COURTESY OF U.S. NAVY
A missile from the Japanese destroyer JS Kongo lifted off en route to intercepting a dummy missile launched yesterday from the Pacific Missile Range Facility on Kauai. The Japanese ship successfully tracked the target and destroyed the warhead in midair.
Japanese ship successful in test off Kauai
The naval maneuver intercepts a dummy missile in midair
BARKING SANDS, Kauai » The Japanese navy shot down a dummy missile off Kauai yesterday, in the first test by a U.S. ally using the Aegis sea-based missile defense system.
The Japanese destroyer JS Kongo, the lone non-U.S. ship fitted with both radar and weaponry capable of destroying a ballistic missile, was able to track the target, fire its own rocket and destroy the warhead in midair.
The entire test, which happened just after noon, lasted five minutes from target launch to destruction about two miles high and a few hundred miles northwest of Kauai.
About a dozen members of the Japanese media were in attendance, as well as dozens of Japanese military and governmental personnel.
"This was a memorable project," said Japanese Rear Adm.

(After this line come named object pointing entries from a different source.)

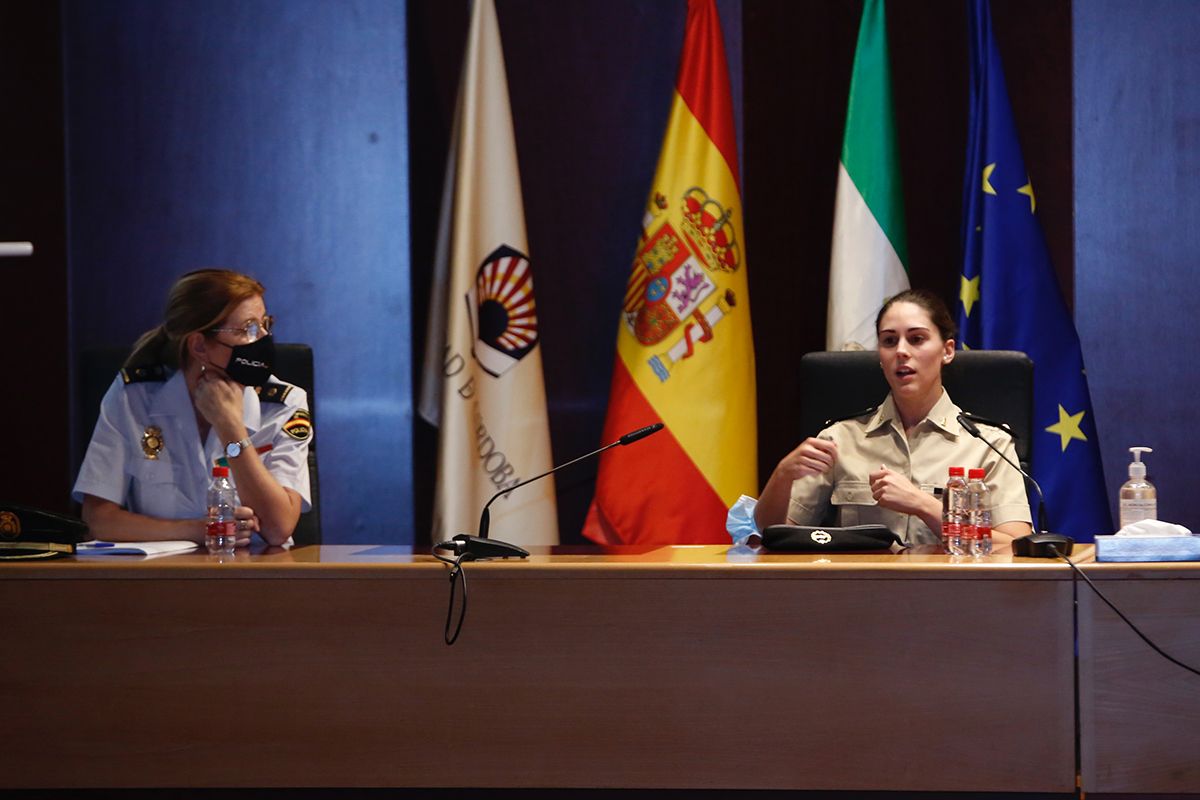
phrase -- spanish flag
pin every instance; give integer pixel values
(684, 346)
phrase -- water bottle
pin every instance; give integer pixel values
(978, 513)
(954, 500)
(222, 531)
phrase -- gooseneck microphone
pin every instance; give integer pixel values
(480, 547)
(1042, 542)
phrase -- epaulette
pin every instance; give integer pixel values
(275, 392)
(982, 420)
(865, 411)
(144, 373)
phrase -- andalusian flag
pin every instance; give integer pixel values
(1011, 299)
(869, 244)
(483, 382)
(684, 349)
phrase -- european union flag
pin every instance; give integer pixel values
(1011, 299)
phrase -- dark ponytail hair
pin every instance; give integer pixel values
(939, 313)
(198, 301)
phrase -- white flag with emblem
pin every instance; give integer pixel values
(483, 383)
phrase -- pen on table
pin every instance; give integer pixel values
(264, 449)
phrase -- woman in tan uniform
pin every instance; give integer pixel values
(885, 465)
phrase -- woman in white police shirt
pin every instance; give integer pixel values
(882, 465)
(193, 390)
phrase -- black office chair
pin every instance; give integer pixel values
(993, 384)
(293, 362)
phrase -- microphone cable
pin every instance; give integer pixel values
(1123, 618)
(457, 572)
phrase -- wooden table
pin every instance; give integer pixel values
(1140, 714)
(688, 667)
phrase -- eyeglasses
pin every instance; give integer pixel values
(252, 330)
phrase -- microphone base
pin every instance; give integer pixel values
(1042, 545)
(477, 548)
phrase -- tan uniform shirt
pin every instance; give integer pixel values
(924, 457)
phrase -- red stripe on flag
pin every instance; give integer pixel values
(649, 492)
(703, 80)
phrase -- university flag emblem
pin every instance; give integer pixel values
(483, 384)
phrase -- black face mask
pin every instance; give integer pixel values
(250, 365)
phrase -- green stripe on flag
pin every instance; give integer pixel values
(869, 150)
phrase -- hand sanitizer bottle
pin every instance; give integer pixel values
(1139, 499)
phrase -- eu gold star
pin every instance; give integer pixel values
(1067, 427)
(969, 292)
(987, 173)
(1029, 190)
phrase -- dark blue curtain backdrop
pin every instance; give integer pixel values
(267, 136)
(1137, 235)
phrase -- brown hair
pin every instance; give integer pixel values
(939, 313)
(198, 301)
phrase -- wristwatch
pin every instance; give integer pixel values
(233, 449)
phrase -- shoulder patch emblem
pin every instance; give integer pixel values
(275, 392)
(144, 373)
(299, 426)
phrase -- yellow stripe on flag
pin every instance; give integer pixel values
(688, 343)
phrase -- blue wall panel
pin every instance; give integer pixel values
(270, 137)
(1138, 234)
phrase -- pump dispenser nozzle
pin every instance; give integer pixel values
(1137, 468)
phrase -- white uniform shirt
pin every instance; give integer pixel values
(924, 456)
(174, 485)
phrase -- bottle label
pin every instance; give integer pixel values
(1137, 510)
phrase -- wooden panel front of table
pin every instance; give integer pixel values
(1140, 714)
(677, 667)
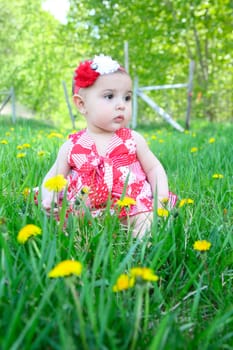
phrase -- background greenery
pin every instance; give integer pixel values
(37, 52)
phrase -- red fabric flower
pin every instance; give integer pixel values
(84, 76)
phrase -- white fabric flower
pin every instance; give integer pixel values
(104, 64)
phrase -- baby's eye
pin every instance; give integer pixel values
(108, 96)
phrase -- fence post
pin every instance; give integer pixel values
(126, 54)
(190, 92)
(135, 103)
(68, 104)
(13, 109)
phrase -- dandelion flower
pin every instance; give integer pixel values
(21, 155)
(162, 212)
(55, 134)
(4, 142)
(66, 268)
(123, 282)
(126, 202)
(56, 183)
(26, 145)
(26, 191)
(41, 153)
(202, 245)
(27, 231)
(186, 201)
(211, 140)
(217, 176)
(144, 273)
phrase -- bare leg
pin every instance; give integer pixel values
(141, 223)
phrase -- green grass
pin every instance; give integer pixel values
(190, 307)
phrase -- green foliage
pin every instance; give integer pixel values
(37, 52)
(190, 307)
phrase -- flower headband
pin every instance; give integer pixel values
(88, 71)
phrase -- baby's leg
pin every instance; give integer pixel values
(141, 223)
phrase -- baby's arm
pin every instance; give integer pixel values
(154, 170)
(60, 167)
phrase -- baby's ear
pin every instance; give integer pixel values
(79, 103)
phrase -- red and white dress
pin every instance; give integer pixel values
(114, 176)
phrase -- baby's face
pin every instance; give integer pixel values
(108, 103)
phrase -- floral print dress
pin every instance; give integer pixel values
(112, 177)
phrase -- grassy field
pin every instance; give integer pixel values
(191, 304)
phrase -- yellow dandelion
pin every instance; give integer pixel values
(144, 273)
(21, 155)
(126, 202)
(41, 153)
(26, 145)
(202, 245)
(123, 282)
(217, 176)
(28, 231)
(162, 212)
(225, 211)
(2, 220)
(26, 191)
(211, 140)
(56, 183)
(186, 201)
(66, 268)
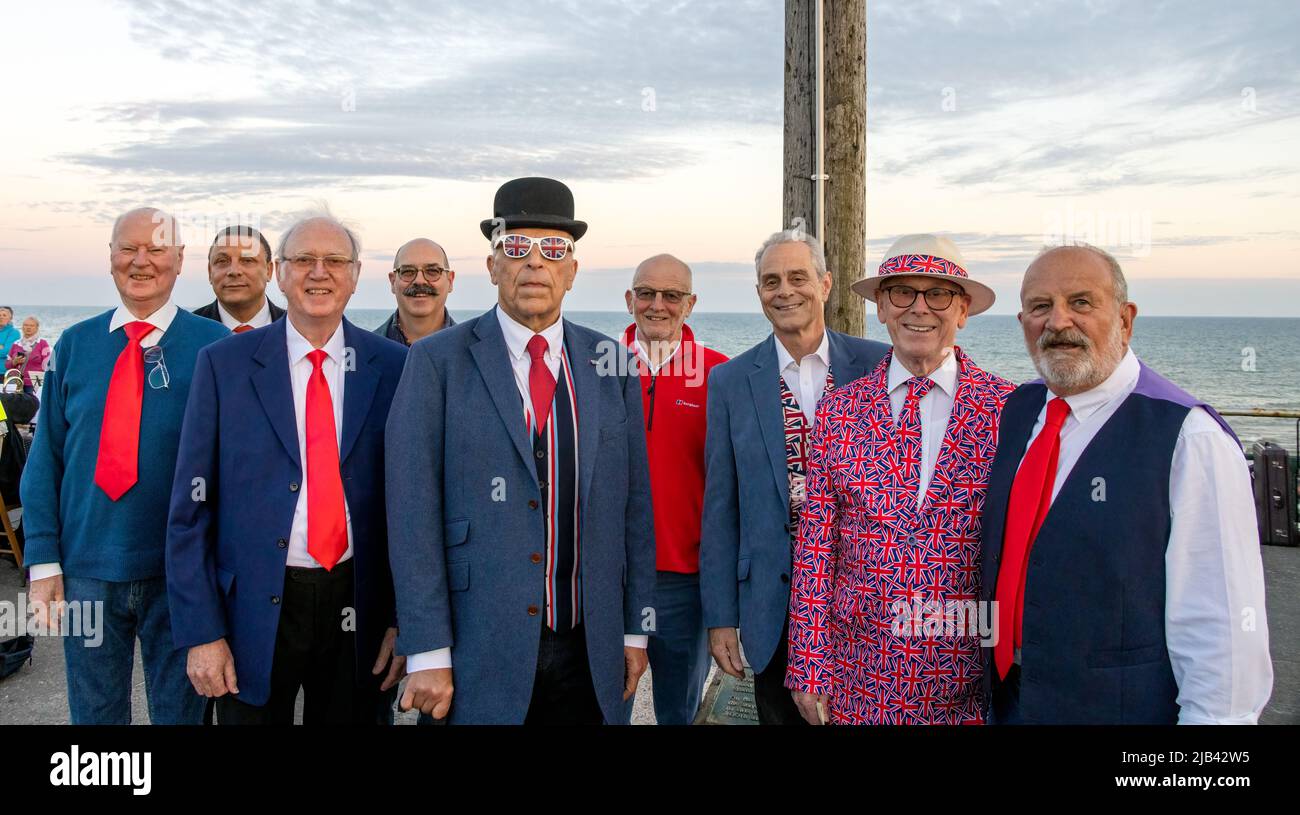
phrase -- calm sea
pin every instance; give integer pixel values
(1233, 363)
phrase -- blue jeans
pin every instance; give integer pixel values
(679, 649)
(100, 660)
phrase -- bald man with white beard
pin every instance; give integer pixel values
(421, 281)
(1119, 536)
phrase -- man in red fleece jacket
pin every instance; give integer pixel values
(674, 386)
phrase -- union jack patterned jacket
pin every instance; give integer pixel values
(883, 594)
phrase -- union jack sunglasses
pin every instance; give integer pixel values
(516, 246)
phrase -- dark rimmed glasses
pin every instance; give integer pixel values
(432, 273)
(937, 298)
(670, 295)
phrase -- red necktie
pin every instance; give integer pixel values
(117, 465)
(1031, 497)
(541, 381)
(326, 523)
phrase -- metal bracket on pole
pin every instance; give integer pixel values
(819, 176)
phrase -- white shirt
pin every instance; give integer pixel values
(516, 345)
(299, 373)
(260, 319)
(935, 407)
(1213, 571)
(644, 352)
(161, 321)
(806, 377)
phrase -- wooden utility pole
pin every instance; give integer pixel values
(845, 143)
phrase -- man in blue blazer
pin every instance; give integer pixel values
(277, 545)
(761, 413)
(520, 528)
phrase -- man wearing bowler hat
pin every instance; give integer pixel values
(525, 572)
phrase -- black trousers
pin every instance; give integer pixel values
(772, 698)
(1005, 703)
(315, 654)
(562, 689)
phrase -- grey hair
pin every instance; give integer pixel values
(793, 235)
(157, 217)
(1117, 274)
(320, 213)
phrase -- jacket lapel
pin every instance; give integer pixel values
(274, 390)
(583, 364)
(765, 388)
(360, 381)
(492, 356)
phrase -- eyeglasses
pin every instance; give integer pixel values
(519, 246)
(159, 377)
(225, 261)
(670, 295)
(306, 263)
(936, 298)
(432, 273)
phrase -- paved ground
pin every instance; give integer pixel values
(37, 693)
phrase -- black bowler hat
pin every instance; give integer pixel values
(542, 203)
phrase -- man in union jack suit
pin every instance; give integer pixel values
(883, 606)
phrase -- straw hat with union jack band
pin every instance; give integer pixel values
(932, 255)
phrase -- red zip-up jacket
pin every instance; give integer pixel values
(674, 401)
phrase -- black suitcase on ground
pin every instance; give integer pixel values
(1274, 494)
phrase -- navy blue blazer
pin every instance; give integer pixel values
(464, 517)
(228, 534)
(745, 540)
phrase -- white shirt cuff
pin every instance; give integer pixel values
(428, 660)
(42, 571)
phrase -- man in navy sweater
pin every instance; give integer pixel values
(96, 503)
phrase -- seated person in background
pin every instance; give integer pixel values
(27, 354)
(239, 269)
(8, 333)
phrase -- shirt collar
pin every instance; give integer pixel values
(299, 346)
(629, 337)
(260, 319)
(944, 376)
(161, 319)
(1118, 385)
(518, 334)
(784, 359)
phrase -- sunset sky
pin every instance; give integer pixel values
(1175, 125)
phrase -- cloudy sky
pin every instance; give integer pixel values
(1166, 131)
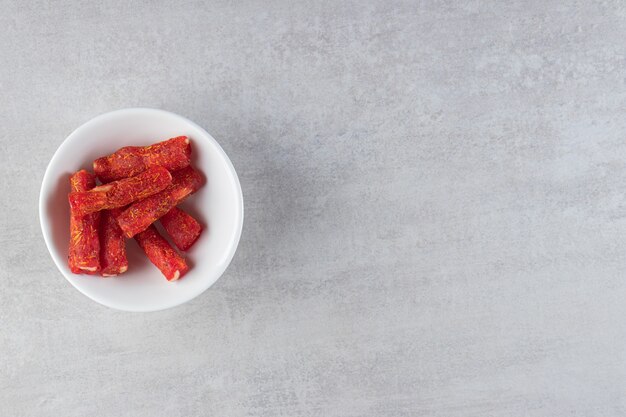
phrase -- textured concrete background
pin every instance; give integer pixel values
(435, 201)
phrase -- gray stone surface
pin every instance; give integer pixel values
(435, 201)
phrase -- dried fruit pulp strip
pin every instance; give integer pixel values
(112, 245)
(161, 254)
(143, 213)
(129, 161)
(84, 250)
(121, 193)
(182, 228)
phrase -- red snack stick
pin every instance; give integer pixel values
(84, 251)
(182, 228)
(143, 213)
(129, 161)
(121, 193)
(112, 245)
(161, 254)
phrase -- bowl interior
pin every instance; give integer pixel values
(218, 206)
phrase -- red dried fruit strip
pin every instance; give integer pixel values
(143, 213)
(182, 228)
(161, 254)
(84, 250)
(129, 161)
(121, 193)
(112, 245)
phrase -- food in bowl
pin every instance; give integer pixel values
(139, 186)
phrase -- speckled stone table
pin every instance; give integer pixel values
(435, 208)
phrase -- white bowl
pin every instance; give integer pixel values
(218, 206)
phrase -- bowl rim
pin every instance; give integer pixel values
(59, 262)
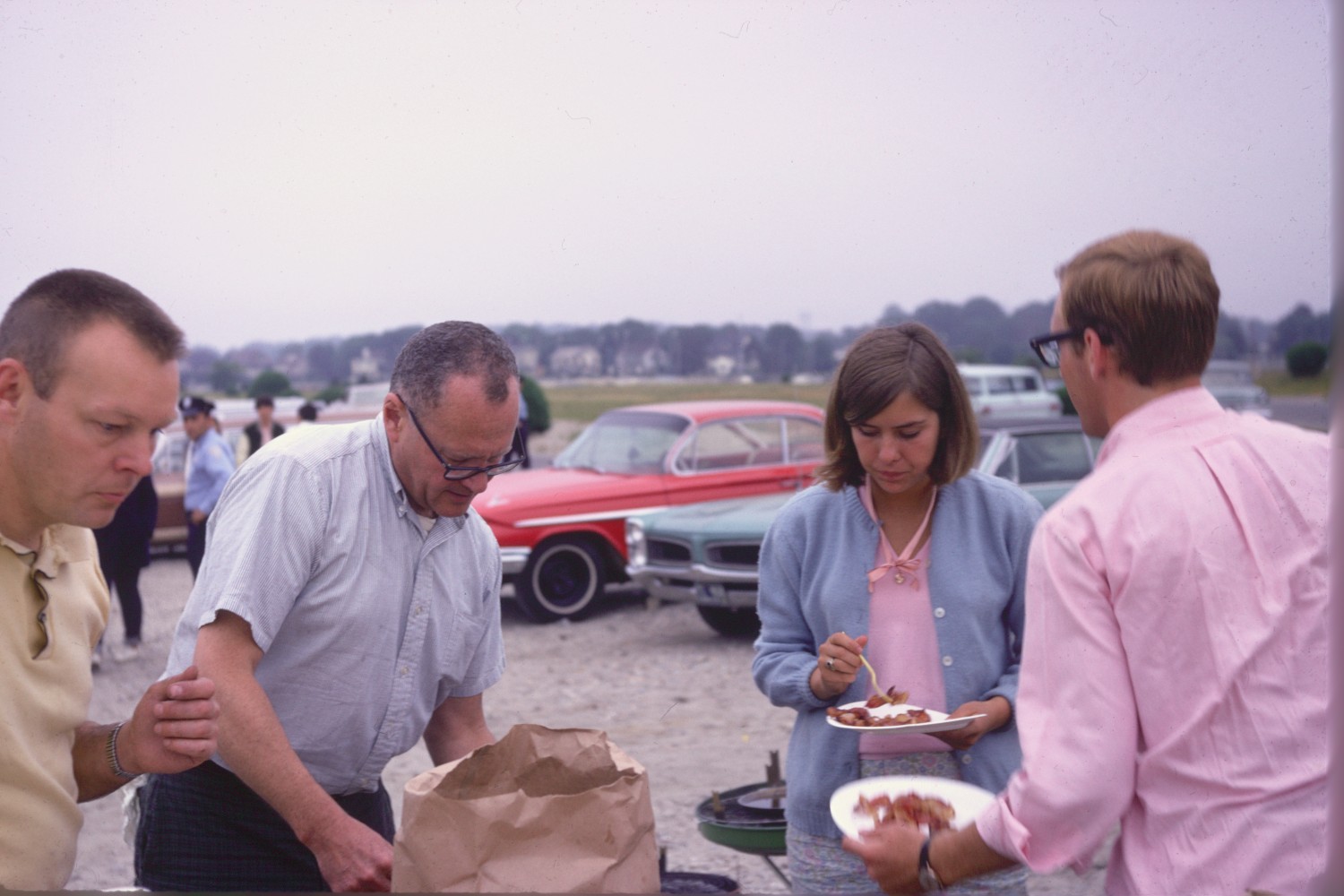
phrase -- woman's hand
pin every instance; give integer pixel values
(997, 712)
(838, 665)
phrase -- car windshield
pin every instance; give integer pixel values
(626, 443)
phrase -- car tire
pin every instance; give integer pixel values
(734, 624)
(562, 579)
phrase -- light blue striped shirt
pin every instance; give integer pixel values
(367, 622)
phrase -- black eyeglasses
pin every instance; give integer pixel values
(518, 454)
(1047, 346)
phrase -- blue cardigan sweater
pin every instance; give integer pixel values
(814, 582)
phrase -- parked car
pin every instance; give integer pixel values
(1233, 383)
(1000, 392)
(709, 554)
(562, 528)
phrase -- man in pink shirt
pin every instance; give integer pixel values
(1175, 668)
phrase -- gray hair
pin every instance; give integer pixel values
(453, 349)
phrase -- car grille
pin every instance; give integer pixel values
(734, 555)
(668, 552)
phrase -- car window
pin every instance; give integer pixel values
(1029, 384)
(1051, 457)
(806, 440)
(628, 443)
(725, 445)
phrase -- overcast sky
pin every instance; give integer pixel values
(293, 169)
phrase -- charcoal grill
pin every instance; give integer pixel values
(749, 820)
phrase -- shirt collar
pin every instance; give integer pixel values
(59, 544)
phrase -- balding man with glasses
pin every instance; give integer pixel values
(347, 606)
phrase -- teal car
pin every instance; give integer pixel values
(709, 554)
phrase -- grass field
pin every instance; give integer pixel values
(585, 401)
(1279, 383)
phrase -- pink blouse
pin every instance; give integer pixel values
(902, 641)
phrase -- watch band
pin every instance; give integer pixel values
(927, 876)
(113, 762)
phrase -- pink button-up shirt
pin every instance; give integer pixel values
(1175, 669)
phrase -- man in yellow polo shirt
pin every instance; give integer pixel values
(88, 378)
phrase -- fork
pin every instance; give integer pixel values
(871, 675)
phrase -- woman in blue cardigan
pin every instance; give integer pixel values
(906, 555)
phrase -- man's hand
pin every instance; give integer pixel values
(892, 853)
(997, 712)
(354, 857)
(174, 726)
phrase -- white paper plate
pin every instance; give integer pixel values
(968, 799)
(937, 720)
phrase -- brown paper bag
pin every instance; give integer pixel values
(542, 810)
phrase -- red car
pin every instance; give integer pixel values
(562, 528)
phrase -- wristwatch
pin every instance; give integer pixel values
(929, 879)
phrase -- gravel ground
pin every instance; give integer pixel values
(656, 678)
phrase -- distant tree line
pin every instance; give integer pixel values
(976, 331)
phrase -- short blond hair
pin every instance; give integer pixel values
(1148, 295)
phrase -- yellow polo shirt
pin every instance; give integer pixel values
(56, 607)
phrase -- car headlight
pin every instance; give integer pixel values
(636, 546)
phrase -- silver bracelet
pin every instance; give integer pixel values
(113, 762)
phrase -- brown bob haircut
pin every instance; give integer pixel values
(881, 366)
(1150, 297)
(56, 308)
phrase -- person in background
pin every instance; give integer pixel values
(210, 462)
(261, 430)
(909, 556)
(88, 378)
(123, 552)
(349, 606)
(1176, 673)
(521, 429)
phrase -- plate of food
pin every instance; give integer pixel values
(932, 804)
(894, 718)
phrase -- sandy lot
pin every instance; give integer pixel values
(666, 688)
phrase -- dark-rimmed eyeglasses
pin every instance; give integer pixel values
(1047, 344)
(457, 471)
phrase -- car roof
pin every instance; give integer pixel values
(1046, 425)
(720, 409)
(996, 370)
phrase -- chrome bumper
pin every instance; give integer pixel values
(513, 559)
(703, 584)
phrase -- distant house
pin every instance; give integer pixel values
(575, 360)
(365, 368)
(529, 359)
(640, 362)
(720, 366)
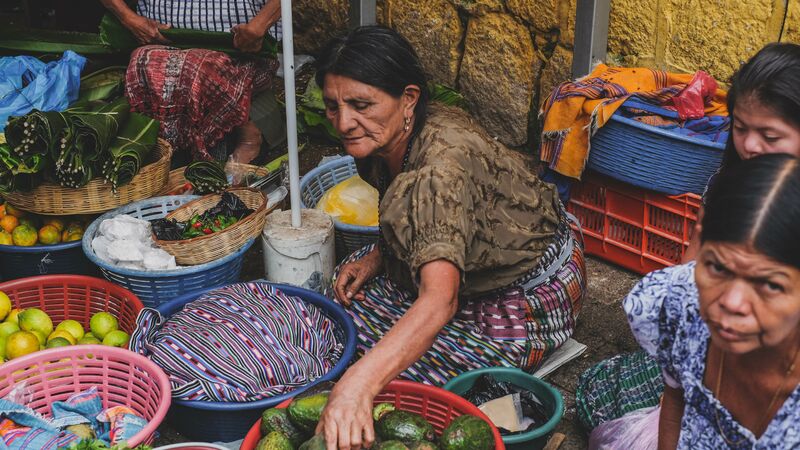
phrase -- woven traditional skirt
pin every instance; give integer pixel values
(516, 326)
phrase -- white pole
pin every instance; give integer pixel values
(291, 111)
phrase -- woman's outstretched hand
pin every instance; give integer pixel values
(352, 277)
(146, 31)
(346, 421)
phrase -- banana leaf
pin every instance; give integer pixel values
(129, 150)
(35, 133)
(88, 135)
(18, 173)
(116, 36)
(32, 40)
(207, 177)
(102, 84)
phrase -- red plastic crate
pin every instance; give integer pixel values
(635, 228)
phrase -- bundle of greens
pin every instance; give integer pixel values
(72, 146)
(88, 134)
(129, 149)
(207, 177)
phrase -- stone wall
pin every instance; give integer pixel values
(506, 55)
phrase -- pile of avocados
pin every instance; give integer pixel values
(292, 429)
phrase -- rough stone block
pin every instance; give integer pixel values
(557, 71)
(542, 14)
(434, 29)
(497, 75)
(718, 37)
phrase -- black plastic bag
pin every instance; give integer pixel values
(230, 205)
(168, 229)
(488, 388)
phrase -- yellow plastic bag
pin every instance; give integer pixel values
(353, 201)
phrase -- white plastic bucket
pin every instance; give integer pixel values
(299, 256)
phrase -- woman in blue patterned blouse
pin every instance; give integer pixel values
(726, 329)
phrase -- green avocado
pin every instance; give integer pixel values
(278, 420)
(391, 445)
(305, 412)
(404, 426)
(315, 443)
(423, 445)
(274, 441)
(467, 432)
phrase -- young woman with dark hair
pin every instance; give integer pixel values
(477, 265)
(726, 329)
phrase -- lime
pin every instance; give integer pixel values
(72, 327)
(40, 336)
(13, 316)
(64, 334)
(103, 323)
(6, 328)
(5, 305)
(117, 338)
(88, 339)
(34, 319)
(57, 342)
(21, 343)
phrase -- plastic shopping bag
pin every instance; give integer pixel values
(353, 201)
(27, 83)
(637, 429)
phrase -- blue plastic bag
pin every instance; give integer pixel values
(27, 83)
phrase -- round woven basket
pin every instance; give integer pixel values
(97, 196)
(203, 249)
(176, 179)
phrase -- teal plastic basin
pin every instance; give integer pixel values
(530, 440)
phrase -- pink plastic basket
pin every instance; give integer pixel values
(123, 378)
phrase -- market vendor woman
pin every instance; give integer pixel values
(477, 265)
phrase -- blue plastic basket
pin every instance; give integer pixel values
(653, 158)
(156, 287)
(67, 258)
(315, 183)
(230, 421)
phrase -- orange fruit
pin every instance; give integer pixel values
(8, 223)
(24, 236)
(14, 211)
(58, 223)
(49, 235)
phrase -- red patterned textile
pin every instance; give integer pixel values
(198, 95)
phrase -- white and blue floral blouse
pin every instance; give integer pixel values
(663, 312)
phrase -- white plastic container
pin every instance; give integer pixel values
(299, 256)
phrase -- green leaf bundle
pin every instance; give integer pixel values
(129, 150)
(206, 176)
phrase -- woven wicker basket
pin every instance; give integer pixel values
(203, 249)
(177, 180)
(97, 196)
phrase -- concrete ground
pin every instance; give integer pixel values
(602, 327)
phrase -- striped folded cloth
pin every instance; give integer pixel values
(240, 343)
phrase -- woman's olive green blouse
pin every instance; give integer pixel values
(467, 199)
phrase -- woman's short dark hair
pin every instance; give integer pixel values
(380, 57)
(772, 77)
(757, 202)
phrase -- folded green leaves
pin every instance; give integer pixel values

Katsutoshi Kawano. "Japan now has a capable" multilayered defense shield. Japan already has the Patriot ground-based missile defense system, he added.
Lt. Gen. Henry "Trey" Obering III, director of the U.S. Missile Defense Agency, said the test will hopefully show countries hostile to the United States and Japan that they should think twice about buying ballistic missiles. "Why invest in these missiles if we can destroy them?" he asked.
While it was the first test of the Aegis system for the Japanese, it will not be the last.
Four Japanese destroyers are set to be upgraded to track and shoot down a ballistic missile. As they are fitted with missiles in the next two years, they will be back at Barking Sands to test their equipment, missile defense agency officials said.
About a dozen countries are participating in the missile defense program, including a number of allied countries with ships capable of tracking ballistic missiles.
The Kongo is the first allied ship that is fully operational, along with the half-dozen American ships deployed around the world. Another 10 U.S. vessels are set to be fully equipped by 2009.